Пушкин одобрительно наклонил кудрявую голову.
— Начинаю сегодня новую жизнь, Александр Сергеевич. Как вы посмотрите, если я присяду здесь рядом с вами на скамейку и малость подкреплюсь? Ведь это вы написали, помнится:
Чредой слетает сон, чредой находит голод,
Легко и радостно играет в сердце кровь,
Желания кипят — я снова счастлив, молод…
Пушкин чуть улыбнулся: молодец, парнишка, не все забыл за войну. А Бугров, присев на скамейку, достал из солдатского мешка черный хлеб и сало. Только отрезал от буханки ломоть — спикировал с ветки проворный карий воробей. Тоже, видать, коренной москвич — расторопный, общительный. Глянул на возвратившегося земляка глазом-бусинкой и, возгласил:
— Жив-жив!
— Жив! — подтвердил Андрей. — И ты, земляк, перетерпел войну? Молодец!

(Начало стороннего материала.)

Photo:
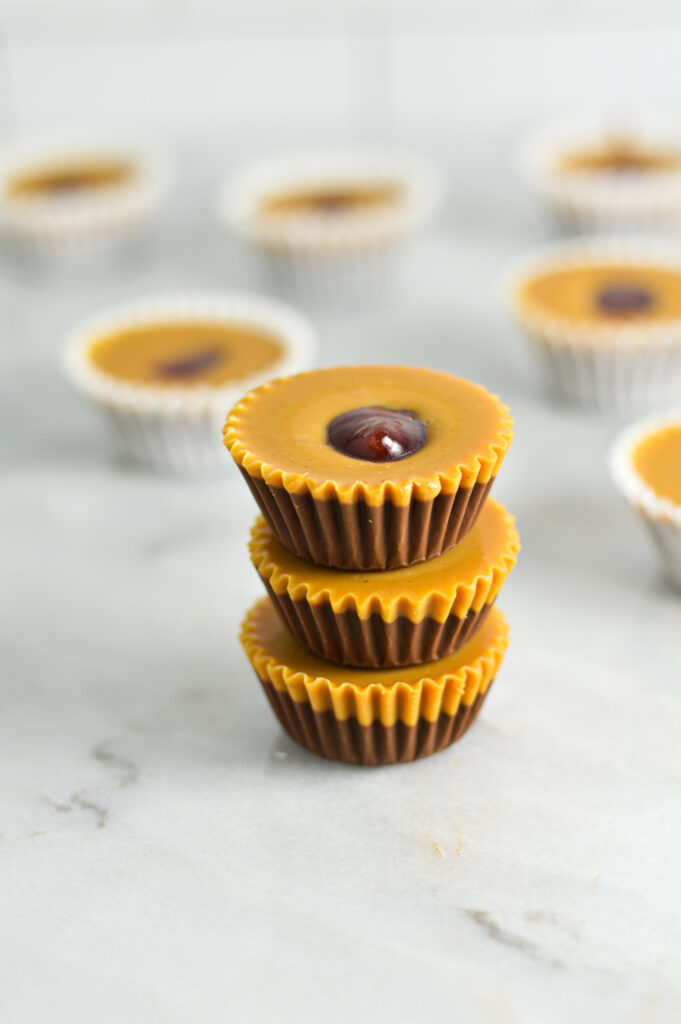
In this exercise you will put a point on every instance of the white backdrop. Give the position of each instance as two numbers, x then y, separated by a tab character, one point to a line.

Бросил ему крошку хлеба. Воробей проворно схватил ее клювом, вспорхнул и утащил на крышу «Известий».
Неподалеку остановилась старушка. Заслонившись от солнышка ладонью, она вглядывалась в лицо завтракавшего Андрея: видно, еще надеялась дождаться кого-то своего. Вздохнула, заковыляла дальше — в полинялом ситцевом платье, в самодельных тряпичных тапочках, в руке авоська с пайковым кусочком хлеба.
«Сначала к ней, к маме! — решил Андрей, завязывая мешок. — Не в военкомат, а к ней!»
Трамваи ходили по прежним маршрутам и под теми же номерами. Это было приятно. Но еще приятней стало от сознания того, что он, награжденный орденами офицер, имеет теперь государственную привилегию: может ехать на трамвае бесплатно куда угодно!
Когда приехал на конечную остановку, снова удивился: Птичий рынок существовал! Несмотря на войну, нужду и разорение, любители поющих пташек, рыбок, собак, кошек и прочей живности не перевелись! Как и до войны, здесь продолжалась шумная, бойкая торговля, в которой и теперь чувствовалось больше живого пристрастия, чем базарной корысти.
Пробившись сквозь вязкую толпу к воротам кладбищенской церкви, Андрей пошел знакомой тропинкой влево, вдоль зазеленевшего пруда. По этой тропочке водили его к могилам дедушки и бабушки еще в детстве…
Густая тишина охватывала все более властно. Откуда-то издали донесся тягучий гудок паровоза. Напомнил о невозвратном.